Wong W S, Luk J M
Department of Pharmacology, Faculty of Medicine, National University of Singapore, Republic of Singapore.
Biochem Biophys Res Commun. 1997 Jul 18;236(2):479-82. doi: 10.1006/bbrc.1997.6986.

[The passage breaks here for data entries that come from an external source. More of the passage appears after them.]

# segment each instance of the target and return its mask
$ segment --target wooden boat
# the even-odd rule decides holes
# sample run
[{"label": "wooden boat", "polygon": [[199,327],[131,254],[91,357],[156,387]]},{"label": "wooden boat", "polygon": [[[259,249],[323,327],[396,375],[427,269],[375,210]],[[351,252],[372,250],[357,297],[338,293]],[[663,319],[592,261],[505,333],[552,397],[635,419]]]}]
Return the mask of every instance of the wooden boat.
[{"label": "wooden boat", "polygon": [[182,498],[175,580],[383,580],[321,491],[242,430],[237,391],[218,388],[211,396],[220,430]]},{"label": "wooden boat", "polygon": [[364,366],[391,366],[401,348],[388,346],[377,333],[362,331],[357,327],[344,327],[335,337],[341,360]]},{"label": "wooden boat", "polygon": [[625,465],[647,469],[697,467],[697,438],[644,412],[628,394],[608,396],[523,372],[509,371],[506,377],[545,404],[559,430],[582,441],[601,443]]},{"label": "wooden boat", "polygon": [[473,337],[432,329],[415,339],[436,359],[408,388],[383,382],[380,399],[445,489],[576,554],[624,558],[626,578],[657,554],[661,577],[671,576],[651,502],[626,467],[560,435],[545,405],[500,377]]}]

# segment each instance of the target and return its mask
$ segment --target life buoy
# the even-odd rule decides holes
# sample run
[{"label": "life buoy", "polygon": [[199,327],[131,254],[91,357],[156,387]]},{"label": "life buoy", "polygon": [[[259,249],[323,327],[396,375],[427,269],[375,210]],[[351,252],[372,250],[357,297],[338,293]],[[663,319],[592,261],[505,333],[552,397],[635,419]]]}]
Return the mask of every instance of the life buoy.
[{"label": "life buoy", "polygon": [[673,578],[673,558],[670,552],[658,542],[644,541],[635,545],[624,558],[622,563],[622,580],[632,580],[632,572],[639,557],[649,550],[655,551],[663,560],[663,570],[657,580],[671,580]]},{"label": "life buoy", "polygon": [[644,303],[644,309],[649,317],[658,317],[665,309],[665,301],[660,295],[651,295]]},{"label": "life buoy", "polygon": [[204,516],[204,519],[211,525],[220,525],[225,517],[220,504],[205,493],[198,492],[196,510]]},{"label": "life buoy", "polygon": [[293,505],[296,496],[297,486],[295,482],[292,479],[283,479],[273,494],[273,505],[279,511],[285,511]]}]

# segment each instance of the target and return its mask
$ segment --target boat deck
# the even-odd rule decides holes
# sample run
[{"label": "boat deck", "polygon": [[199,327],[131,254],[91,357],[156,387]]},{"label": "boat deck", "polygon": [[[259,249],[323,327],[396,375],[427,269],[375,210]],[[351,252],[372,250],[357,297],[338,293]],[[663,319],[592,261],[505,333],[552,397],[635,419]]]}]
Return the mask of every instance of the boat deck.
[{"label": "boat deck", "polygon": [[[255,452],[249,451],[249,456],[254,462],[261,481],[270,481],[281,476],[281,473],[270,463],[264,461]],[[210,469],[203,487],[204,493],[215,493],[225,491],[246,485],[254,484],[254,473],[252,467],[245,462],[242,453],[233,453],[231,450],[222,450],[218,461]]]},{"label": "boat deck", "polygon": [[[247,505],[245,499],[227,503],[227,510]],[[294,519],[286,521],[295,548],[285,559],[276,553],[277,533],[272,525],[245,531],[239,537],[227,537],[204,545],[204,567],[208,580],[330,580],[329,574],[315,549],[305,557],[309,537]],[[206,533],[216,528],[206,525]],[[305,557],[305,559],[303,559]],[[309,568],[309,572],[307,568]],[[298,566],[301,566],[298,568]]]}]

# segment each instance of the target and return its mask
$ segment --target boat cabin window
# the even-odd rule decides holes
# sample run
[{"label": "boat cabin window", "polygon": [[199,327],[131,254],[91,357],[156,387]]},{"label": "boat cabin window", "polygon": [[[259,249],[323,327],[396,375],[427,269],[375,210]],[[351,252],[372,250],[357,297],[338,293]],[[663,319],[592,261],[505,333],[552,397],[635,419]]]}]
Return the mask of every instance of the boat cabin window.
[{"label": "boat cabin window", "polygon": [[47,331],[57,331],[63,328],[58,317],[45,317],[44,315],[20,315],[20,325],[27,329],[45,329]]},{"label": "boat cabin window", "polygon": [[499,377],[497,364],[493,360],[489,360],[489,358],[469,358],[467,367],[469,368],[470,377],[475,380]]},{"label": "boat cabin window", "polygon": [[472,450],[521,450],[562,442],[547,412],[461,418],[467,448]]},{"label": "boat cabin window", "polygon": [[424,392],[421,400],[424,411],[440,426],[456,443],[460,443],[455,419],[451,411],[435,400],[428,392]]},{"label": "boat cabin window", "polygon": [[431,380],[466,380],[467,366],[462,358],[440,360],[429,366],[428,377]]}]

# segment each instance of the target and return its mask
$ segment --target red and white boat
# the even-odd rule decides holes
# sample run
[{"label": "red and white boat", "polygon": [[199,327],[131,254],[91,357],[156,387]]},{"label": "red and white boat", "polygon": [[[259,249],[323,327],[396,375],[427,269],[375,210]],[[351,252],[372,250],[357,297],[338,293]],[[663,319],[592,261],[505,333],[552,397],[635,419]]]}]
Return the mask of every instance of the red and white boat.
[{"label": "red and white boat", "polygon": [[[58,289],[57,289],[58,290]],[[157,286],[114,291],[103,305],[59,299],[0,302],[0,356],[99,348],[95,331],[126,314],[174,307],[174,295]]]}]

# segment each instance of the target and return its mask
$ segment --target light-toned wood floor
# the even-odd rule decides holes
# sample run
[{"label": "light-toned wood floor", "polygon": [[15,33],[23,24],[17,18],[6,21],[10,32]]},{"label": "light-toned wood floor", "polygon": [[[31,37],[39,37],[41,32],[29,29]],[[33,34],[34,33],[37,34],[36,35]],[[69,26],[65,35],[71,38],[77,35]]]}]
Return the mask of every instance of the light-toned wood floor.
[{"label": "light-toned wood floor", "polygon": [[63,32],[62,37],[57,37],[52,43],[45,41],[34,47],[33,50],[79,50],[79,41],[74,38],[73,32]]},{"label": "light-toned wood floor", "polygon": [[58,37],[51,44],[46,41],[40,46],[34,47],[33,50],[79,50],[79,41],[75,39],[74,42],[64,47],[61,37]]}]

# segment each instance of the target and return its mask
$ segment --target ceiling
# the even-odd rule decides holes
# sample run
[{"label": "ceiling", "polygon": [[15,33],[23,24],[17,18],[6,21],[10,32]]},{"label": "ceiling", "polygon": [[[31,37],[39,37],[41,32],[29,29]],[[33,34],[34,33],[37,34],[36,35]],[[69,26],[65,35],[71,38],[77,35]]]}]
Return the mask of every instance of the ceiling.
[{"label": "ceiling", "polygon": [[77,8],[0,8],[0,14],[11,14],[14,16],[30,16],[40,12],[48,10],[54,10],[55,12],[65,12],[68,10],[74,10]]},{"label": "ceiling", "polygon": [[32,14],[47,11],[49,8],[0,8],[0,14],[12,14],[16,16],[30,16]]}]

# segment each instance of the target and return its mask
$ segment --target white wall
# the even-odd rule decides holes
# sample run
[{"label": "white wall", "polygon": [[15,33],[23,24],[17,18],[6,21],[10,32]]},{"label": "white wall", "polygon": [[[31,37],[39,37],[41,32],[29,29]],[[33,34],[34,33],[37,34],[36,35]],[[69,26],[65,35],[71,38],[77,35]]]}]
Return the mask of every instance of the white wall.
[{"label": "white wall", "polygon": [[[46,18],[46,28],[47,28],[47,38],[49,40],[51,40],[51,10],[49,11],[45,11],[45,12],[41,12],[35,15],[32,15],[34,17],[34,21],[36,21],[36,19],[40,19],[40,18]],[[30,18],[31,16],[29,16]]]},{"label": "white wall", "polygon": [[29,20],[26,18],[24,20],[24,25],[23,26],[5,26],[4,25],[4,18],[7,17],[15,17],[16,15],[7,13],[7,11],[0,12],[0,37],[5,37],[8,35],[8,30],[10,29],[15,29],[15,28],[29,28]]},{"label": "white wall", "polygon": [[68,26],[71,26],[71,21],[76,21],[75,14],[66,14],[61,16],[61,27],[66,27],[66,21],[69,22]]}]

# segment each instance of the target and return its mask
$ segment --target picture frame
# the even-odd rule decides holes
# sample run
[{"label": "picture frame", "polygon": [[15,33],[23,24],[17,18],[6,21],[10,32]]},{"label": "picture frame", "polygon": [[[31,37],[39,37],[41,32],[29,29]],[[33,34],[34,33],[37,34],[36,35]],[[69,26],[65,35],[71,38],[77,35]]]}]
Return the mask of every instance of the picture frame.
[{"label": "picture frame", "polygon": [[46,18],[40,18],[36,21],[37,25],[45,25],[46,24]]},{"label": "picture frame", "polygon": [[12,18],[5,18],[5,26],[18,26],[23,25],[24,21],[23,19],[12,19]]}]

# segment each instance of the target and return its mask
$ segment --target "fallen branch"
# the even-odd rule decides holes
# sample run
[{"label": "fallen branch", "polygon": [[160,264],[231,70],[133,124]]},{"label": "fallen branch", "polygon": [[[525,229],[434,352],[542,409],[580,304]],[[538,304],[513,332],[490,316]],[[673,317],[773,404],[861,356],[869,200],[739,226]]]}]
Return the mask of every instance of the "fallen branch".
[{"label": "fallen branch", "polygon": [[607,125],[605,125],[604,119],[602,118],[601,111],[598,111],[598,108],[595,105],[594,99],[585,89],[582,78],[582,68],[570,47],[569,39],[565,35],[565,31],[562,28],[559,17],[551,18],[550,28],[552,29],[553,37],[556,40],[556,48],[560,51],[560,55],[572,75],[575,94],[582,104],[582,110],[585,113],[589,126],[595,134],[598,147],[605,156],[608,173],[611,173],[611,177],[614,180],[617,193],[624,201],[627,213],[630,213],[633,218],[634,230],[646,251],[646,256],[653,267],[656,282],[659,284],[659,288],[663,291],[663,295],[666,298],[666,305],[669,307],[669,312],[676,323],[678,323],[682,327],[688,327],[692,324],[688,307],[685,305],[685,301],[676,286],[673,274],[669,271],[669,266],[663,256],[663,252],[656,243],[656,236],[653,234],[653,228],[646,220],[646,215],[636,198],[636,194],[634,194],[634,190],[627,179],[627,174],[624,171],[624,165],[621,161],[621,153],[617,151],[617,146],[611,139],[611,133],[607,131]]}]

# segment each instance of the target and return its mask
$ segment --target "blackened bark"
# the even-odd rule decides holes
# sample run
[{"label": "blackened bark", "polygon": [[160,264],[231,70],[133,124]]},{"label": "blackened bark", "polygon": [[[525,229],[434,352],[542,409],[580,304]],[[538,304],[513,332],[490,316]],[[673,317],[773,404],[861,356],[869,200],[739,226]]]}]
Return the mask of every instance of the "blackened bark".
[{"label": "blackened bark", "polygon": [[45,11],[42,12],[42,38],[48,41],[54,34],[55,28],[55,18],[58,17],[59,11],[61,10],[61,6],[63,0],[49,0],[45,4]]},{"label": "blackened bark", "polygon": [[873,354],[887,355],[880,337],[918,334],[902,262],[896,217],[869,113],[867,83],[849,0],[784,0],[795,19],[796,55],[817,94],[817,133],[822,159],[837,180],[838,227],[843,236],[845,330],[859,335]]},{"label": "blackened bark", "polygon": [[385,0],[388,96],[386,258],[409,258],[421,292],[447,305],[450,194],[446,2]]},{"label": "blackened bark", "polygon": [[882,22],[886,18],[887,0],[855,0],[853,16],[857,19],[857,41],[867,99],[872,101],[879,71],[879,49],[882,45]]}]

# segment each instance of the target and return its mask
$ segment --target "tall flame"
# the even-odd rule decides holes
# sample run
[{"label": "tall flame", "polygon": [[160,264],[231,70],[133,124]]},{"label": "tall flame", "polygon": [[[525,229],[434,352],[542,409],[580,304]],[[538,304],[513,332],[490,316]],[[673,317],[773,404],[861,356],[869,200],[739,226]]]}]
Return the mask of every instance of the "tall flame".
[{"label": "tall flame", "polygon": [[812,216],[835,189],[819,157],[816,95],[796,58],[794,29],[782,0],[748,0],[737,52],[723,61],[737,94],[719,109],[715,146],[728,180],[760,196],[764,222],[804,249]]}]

Pertussis toxin (PTX) was thought to bind Mac-1 integrin receptor (CD11b/CD18) on TGF-beta1/D3-primed U937 cells and induced cellular adhesion to serum-coated plate. The present study was to investigate the signal transduction pathway utilized by PTX to initiate myeloid cell adhesion in serum. Immunoblotting study showed that PTX induced tyrosine phosphorylation of two cytoplasmic proteins of 150 kDa and 90 kDa in TGF-beta1/D3-primed U937 cells in a time-dependent manner. In addition, PTX-induced myelomonocytic cell adhesion was abolished in the presence of genistein (100 microM), a specific tyrosine kinase inhibitor. 2LPM19c (2 microg/ml), a mouse monoclonal antibody against the CD11b subunit of Mac-1 integrin, or ethylenediamine tetraacetic acid (EDTA, 5 mM) prevented PTX-mediated U937 cell adhesion. On the other hand, nifedipine (1 microM), a calcium channel blocker, significantly reduced PTX-induced U937 cell adhesion. Taken together, it is suggested that binding of PTX to Mac-1 integrin receptor on primed U937 cells triggers protein tyrosine phosphorylation and, to a lesser extent, Ca(+2) influx, which eventually lead to monocytic cell adhesion in serum.
百日咳毒素(PTX)被认为可与经转化生长因子-β1/D3预处理的U937细胞上的Mac-1整合素受体(CD11b/CD18)结合,并诱导细胞黏附于血清包被的平板。本研究旨在探究PTX在血清中启动髓样细胞黏附所利用的信号转导途径。免疫印迹研究表明,PTX能以时间依赖的方式诱导经转化生长因子-β1/D3预处理的U937细胞中两种分子量分别为150 kDa和90 kDa的细胞质蛋白发生酪氨酸磷酸化。此外,在存在特异性酪氨酸激酶抑制剂染料木黄酮(100 microM)的情况下,PTX诱导的髓单核细胞黏附被消除。抗Mac-1整合素CD11b亚基的小鼠单克隆抗体2LPM19c(2 microg/ml)或乙二胺四乙酸(EDTA,5 mM)可阻止PTX介导的U937细胞黏附。另一方面,钙通道阻滞剂硝苯地平(1 microM)可显著降低PTX诱导的U937细胞黏附。综上所述,提示PTX与预处理的U937细胞上的Mac-1整合素受体结合可触发蛋白酪氨酸磷酸化,并在较小程度上导致Ca(+2)内流,最终导致单核细胞在血清中黏附。